Gotong Royong Warga
untuk Bemo yang Historis dan Ramah-Lingkungan
Profil singkat Biobemo
Bemo (Becak-Motor) beroperasi sebagai kendaraan angkutan orang di Jakarta menjelang Ganefo (Games of New Emerging Forces Organization) pada 1963. Presiden pertama Republik Indonesia, Soekarno, mengadakan pesta olahraga ini untuk menggalang semangat bangsa-bangsa Asia-Afrika menghadapi hegemoni Barat. Sejak event bersejarah itu Bemo, yang nama aslinya Daihatsu Trimobile atau Midget, menyebar di berbagai kota di pulau Jawa. Kini setelah berpuluh tahun mengabdikan diri sebagai angkutan umum, Bemo jadi makin tua dan tergusur. Mesin 2-langkah yang digunakan Bemo, membuatnya jadi penghasil asap dan bising yang parah.

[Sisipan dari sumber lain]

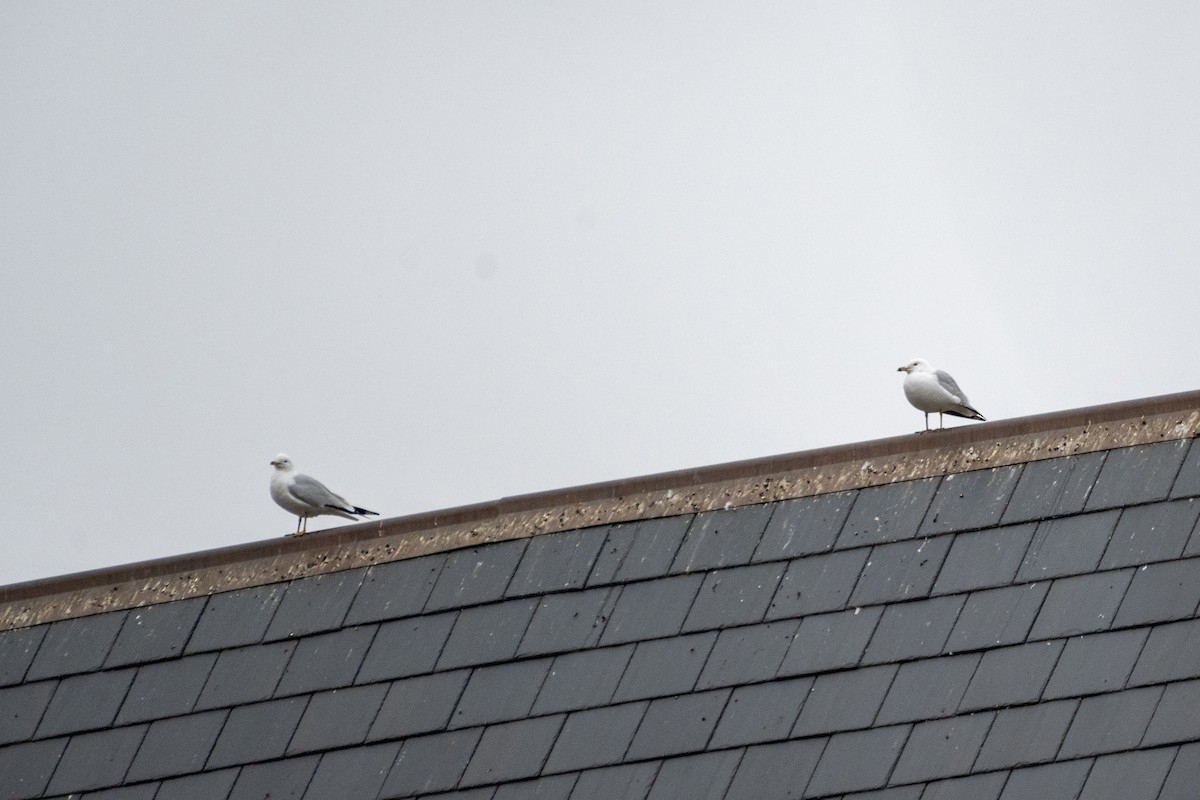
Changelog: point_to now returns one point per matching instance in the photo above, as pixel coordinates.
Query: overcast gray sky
(447, 252)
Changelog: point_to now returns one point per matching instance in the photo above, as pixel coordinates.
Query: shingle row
(887, 615)
(877, 516)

Biobemo adalah program gotong-royong warga untuk merevitalisasi Bemo yang bernilai historis, menjadi Bemo listrik tanpa emisi gas-buang. Biobemo bekerja dengan memanfaatkan teknologi tepat-guna yang ramah-lingkungan dan berbiaya terjangkau. Tujuan Program Biobemo adalah agar kelangsungan hidup Bemo sebagai salah-satu pusaka budaya (heritage) kota dapat terus dipertahankan. Dengan bentuk desainnya yang khas dan akrab, Bemo akan menjadi maskot atau ikon pariwisata yang menghidupkan kota Metropolitan. Tak kalah penting adalah nilai-guna Bemo yang masih dibutuhkan warga sebagai angkutan umum murah-meriah, selain sebagai gantungan hidup sekitar 500 keluarga pengemudi Bemo di Jakarta.
Dengan skala kerja tingkat akar-rumput maka program Biobemo tak dapat diukur dengan kaca mata manufaktur atau industri besar padat-modal. Biobemo adalah sebuah upaya ‘survival’ dari para pengemudi Bemo bersama warga. Dalam kerja gotong-royong ini terdapat Paguyuban Bemo Jakarta, aikon – Yayasan Pikir Buat Nusantara, serta berbagai komunitas dan individu lain. Biobemo masih terus diuji-coba dan disempurnakan serta terbuka untuk berkolaborasi dengan siapapun, termasuk triple-helix pemerintah, swasta, serta akademia.